I love this sort of stuff so here are some more excerpts from the thread that I found really interesting and some that address some of the responses here! If I'm being annoying let me know. I find this stuff fascinating.
Quote from Cersei when Marcella died:So that is actually exactly what you would expect to hear from a narcissist. In fact, a number of narcissistic patients I've worked with have expressed similar attitudes towards their children. Again, the child is a narcissistic extension of the self, so in order to accept the child, the narcissistic parent must split them as "perfect" or "so good, so pure," to use Cersei's words. The parent has a diminished capacity for accepting flaws in their children, which will likely be denied ("my child couldn't do that, he's perfect"). If they're not denied, or if the child disappoints the parent by not living up to his or her expectations in some way, then the child is split in the other direction ("this child is the worst child in the world," or even "this is not my child"...I believe Tywin has said that a few times, actually). This is a very typical pattern for narcissistic parents, and what makes it all the more intolerable is the constant switching back and forth between the two extremes.
"I don't know where she came from, she was nothing like me. No meanness, no jealousy just good. I thought maybe if I could make something so good, so pure. Maybe I'm not a monster"
So, that statement of hers illustrates how all of these cognitive strategies actually serve to protect the narcissist from his or her pain, which stems from the deeply held believe that he or she is rotten to the core. Cersei used her children in order to deny that belief, and embraced them as evidence to the contrary ("maybe I'm not a monster").
It's important to realize that the splitting between "I'm perfect" and "I'm horrible" is typically in constant fluctuation. People who have known narcissists know that they tend not to be happy people who are satisfied with their lives. They are prone to breakdowns where even a minor disappointment (which they interpret as evidence of their deeply held beliefs about themselves) can trigger a very distressing episode. During the moment when Cersei said that, she was leaning towards the "I'm horrible" split.
Another important thing to consider is that narcissists can have varying levels of insight into their splitting. Remember, this is a spectrum disorder (as all personality disorders are), so some of the higher functioning narcissists may know that this is a problem and even seek help for it. They may know that they lie to themselves and to others in order to avoid accepting (what they view as) the horrible truth about themselves. Other narcissists (typically the more pathological/in distress ones) may not even be consciously aware of how they truly feel about themselves, and may only be conscious of their defensive belief that they are superior to others. In the case of Cersei, it seems as though she has some level of insight (in that she is able to get in touch with her belief that she's a monster), but not enough insight to be able to modify her behavior or adjust her expectations. So, it isn't unexpected that she would say something like that.
This shows that she views her children as extensions of herself because she's projecting her splitting onto them.
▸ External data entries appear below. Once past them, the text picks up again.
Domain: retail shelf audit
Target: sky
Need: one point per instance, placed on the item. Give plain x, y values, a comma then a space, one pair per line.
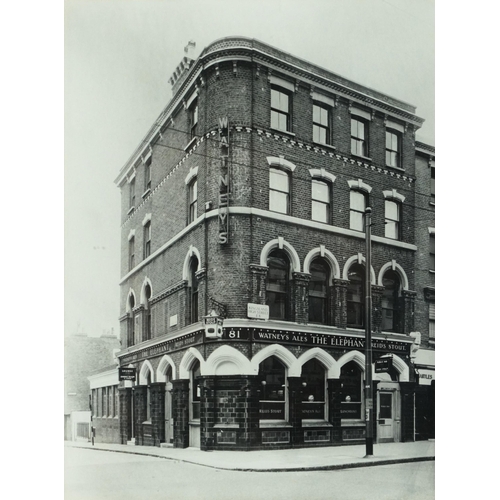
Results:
119, 55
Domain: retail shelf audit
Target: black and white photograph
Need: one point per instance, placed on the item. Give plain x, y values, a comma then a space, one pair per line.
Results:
249, 249
246, 269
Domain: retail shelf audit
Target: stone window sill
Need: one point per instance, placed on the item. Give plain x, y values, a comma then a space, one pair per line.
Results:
271, 424
316, 423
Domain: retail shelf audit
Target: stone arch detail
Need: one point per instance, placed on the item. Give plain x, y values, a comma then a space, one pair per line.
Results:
355, 356
315, 353
146, 282
321, 251
131, 293
282, 244
395, 267
358, 259
143, 374
279, 161
282, 353
161, 371
227, 360
187, 360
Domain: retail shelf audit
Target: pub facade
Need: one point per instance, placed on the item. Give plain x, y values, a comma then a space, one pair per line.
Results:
243, 259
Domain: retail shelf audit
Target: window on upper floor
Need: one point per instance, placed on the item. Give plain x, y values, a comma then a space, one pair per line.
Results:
193, 200
130, 321
131, 253
147, 314
392, 148
356, 297
318, 291
432, 321
195, 390
432, 252
147, 175
147, 239
321, 124
131, 191
193, 119
392, 219
193, 289
320, 201
279, 191
281, 109
358, 204
359, 136
277, 286
391, 302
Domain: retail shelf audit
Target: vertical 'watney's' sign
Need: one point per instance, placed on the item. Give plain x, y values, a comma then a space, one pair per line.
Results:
224, 181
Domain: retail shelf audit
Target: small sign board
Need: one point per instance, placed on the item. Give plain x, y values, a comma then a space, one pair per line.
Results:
126, 373
257, 311
383, 365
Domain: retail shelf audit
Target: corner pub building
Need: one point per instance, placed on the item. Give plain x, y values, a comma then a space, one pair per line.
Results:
243, 266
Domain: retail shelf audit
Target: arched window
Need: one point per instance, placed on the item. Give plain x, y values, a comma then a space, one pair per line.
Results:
195, 393
351, 381
314, 390
391, 302
148, 397
131, 321
193, 200
320, 201
279, 191
356, 296
318, 291
278, 285
193, 284
147, 314
272, 375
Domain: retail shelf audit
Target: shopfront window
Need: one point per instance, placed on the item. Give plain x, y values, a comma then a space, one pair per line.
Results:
272, 375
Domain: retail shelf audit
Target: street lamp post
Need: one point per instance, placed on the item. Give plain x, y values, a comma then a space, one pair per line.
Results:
368, 338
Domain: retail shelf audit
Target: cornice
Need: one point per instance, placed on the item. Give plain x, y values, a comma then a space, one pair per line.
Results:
346, 158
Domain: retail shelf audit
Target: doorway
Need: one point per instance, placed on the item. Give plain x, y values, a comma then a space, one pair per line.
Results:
169, 421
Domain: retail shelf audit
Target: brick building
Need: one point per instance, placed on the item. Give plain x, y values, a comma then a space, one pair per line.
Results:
245, 201
83, 355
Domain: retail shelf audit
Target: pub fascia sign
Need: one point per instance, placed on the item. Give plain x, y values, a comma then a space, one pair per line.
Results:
224, 181
257, 311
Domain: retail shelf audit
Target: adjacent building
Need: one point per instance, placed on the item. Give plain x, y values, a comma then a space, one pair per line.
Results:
243, 259
83, 355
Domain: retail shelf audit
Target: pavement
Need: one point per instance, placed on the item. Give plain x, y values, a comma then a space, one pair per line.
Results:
289, 460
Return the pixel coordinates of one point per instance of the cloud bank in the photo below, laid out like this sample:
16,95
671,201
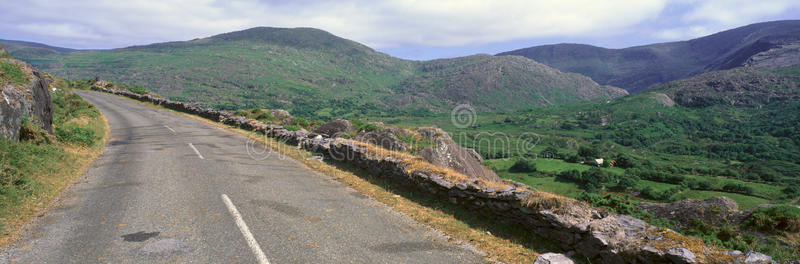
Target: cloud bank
379,24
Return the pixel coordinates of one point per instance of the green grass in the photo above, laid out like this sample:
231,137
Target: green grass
12,73
32,172
316,75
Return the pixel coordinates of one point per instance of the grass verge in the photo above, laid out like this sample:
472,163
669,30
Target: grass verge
508,243
33,173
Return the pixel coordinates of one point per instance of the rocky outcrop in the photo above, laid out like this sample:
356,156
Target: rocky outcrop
447,153
596,234
388,138
334,128
717,210
24,100
553,258
780,53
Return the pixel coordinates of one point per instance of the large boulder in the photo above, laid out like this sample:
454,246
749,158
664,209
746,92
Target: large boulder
334,128
714,211
553,258
27,100
388,138
447,153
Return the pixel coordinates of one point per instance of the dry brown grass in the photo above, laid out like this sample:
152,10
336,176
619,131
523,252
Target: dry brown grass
54,185
672,240
413,163
548,201
498,249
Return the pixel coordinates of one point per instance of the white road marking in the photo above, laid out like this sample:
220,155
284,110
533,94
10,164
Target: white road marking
251,241
195,151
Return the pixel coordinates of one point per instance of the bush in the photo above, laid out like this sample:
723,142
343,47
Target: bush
361,126
523,165
12,73
292,127
738,188
587,152
137,89
570,176
776,218
792,191
624,162
627,182
301,122
74,134
550,152
34,133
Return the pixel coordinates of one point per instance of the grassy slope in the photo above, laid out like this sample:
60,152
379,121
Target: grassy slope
32,175
703,143
315,74
507,243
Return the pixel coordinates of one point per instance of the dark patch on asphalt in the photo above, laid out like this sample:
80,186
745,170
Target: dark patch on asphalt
139,236
359,195
253,178
166,246
402,247
118,142
279,207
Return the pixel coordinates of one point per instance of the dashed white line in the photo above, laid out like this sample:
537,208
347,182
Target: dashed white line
251,241
195,151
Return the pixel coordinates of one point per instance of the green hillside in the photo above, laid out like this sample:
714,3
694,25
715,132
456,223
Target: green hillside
316,74
682,131
733,133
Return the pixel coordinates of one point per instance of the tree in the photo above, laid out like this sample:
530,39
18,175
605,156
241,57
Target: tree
627,182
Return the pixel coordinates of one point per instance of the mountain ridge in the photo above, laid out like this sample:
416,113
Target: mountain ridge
639,67
313,72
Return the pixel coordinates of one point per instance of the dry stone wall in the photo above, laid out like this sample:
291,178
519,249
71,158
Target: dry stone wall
593,233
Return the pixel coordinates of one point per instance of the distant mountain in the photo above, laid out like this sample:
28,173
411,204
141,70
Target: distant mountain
743,86
313,72
637,68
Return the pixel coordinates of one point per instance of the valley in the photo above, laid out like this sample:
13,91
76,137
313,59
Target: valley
716,118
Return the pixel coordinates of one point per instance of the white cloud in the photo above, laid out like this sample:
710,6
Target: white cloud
376,23
737,12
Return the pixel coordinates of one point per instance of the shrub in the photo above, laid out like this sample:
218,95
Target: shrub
74,134
361,126
627,182
33,133
569,176
301,122
624,162
587,152
523,165
738,188
137,89
792,191
292,127
550,152
12,73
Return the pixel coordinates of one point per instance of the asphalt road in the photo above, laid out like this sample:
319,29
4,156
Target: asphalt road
157,195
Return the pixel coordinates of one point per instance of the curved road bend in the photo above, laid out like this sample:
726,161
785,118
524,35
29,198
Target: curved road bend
171,189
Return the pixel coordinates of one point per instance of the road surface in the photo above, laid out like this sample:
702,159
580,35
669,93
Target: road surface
171,189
Since they are extensions of herself, she clings on to their goodness and superiority in order to fight against her convictions about her own inferiority. Again, if they can be "so good, so pure," then she must be too.
Another Cersei quote when speaking to Robert B:So again, narcissists are certainly capable of some kind of love. And to reiterate once more, this is is on a spectrum, so I'm speaking only of the hypothetically pure narcissist when I say that they are fully incapable of loving anyone other than themselves. I think Cersei's character is very close to that position, however. Using the model of narcissistic love, we would assume that Cersei's past love for Robert served to help her reject the belief that she is rotten. She and other narcissists need to cling on to (and and constantly draw the attention of others to) evidence that they are perfect, and a very common way for this to manifest is for the narcissist to seek lovers who they perceive as perfect. The perceived perfection is typically very superficial, such as looks, power status, or wealth, which is in accordance to their own beliefs about what makes a person perfect. In the case of Cersei and Robert, it isn't at all surprising to think that she once felt feelings towards him, since he was the king, and, as she said, he had previously been a strong and attractive man. These feelings, however, are again very shallow, and many would argue that they are not consistent with true love, which necessarily includes a component of empathy and other capacities that narcissists often lack.
"I felt something for you once, even after we lost our first boy. For quite a while actually. Was there ever a time for us, ever a moment?"